沖縄調査の日も迫ってきました。杉野さんから宿のご紹介もいただきましたし、28日夕方にはお会いすることになり、翌日29日には、どこかへご案内下さるそうです。楽しみにしています。」

この後、1月24日から青木先生はやんばるのホソカタムシ採集に出かけられる予定のようで、杉野さんからも以下のようなメールがありました。

「青木先生の件、1月24日-27日は林道・伐採地跡のダニの調査で28日はそのまとめ、28日夕方から29日午前中にやんばるのホソカタムシ調査、29日午後-30日中南部のホソカタムシ調査とのことです。かなりのハードスケジュールですが、水野さんの話では、お歳を感じさせないタフガイのようです。

そこで28日は学びの森、29日伊地林道その他をご案内する予定です。その下見に数箇所行きましたら、樹皮下から4種ほどホソカタとその近縁種を見つけました。
このグループは異節群と球角群にまたがっており分類はややこしそうですね。」

さらに、1月30日には杉野さんから事後報告もありました。

「青木先生が帰られました。
28日夕方学びの森、29日安田、大国林道(今坂ポイント)、比地、伊地林道を案内しましたが、さすがホソカタムシの専門家、この2日で合計7種(コヒラタ、ナガセスジ、クロサワオオ、ツヤナガヒラタ、ダルマチビ、オキナワマダラ、ヒメヒラタの一種)のホソカタを採られました。お年を感じさせない採集ぶりに脱帽です。
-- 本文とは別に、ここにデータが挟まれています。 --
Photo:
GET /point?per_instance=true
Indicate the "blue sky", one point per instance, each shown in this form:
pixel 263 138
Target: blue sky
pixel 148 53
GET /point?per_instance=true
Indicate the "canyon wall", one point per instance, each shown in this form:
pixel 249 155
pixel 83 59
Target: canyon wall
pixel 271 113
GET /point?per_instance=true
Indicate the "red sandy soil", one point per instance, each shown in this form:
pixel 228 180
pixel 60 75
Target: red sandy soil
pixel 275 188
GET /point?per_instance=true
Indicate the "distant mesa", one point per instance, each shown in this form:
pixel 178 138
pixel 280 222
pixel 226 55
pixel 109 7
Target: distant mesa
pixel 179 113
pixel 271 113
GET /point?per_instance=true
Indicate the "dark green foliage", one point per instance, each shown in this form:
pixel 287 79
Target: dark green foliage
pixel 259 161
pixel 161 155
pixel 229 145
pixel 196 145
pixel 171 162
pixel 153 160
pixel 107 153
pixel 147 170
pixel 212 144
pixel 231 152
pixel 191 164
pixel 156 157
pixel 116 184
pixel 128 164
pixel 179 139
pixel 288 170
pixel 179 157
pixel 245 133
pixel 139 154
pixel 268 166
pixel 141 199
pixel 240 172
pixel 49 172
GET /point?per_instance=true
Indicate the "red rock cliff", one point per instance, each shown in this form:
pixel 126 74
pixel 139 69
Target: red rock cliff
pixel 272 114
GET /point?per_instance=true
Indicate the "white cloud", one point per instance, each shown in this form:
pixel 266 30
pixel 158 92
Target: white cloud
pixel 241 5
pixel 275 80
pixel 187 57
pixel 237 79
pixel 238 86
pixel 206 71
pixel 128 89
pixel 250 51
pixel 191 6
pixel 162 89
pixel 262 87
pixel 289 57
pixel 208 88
今坂ポイントでは、アトキツツは取れなかったもののオキナワマダラをはじめて採ったとはしゃいで居られました。

日本産ホソカタの全リストと図鑑に載っていないホソカタ20種の図等沢山のお土産を貰いました。沖縄本島にはあと10種ぐらいはホソカタが分布するはずだから頑張ってとハッパをかけられました。」

そして、その青木先生からも、2月2日に報告がありました。

「先月30日、沖縄から帰ってきました。28日に河野昭一先生の調査隊一行と別れて、3時ころ学びの森を訪れ、ご紹介いただいた杉野廣一さんに会いました。勤務中にもかかわらず、マレーズトラップを仕掛けた場所へ案内してもらい、その周辺で採集を試みましたが、アトキツツは採れませんでした。

夜は私の宿泊先のホテルへ来ていただき、夕食をともにしながら、虫談義に花を咲かせました。翌日は勤務がないとのことで、大国林道、伊地、比地などを案内してもらいました。
今坂さんがアトキツツを採集されたというポイントへも行き、切り株を調べましたが、アトキツツはおらず、切り株の樹皮や材の表面部分を削り取って持ち帰り、自宅のツルグレン装置に仕掛けて抽出を試みましたが、ホソカタ4種が出てきたものの、アトキツツは出てきませんでした。残念です。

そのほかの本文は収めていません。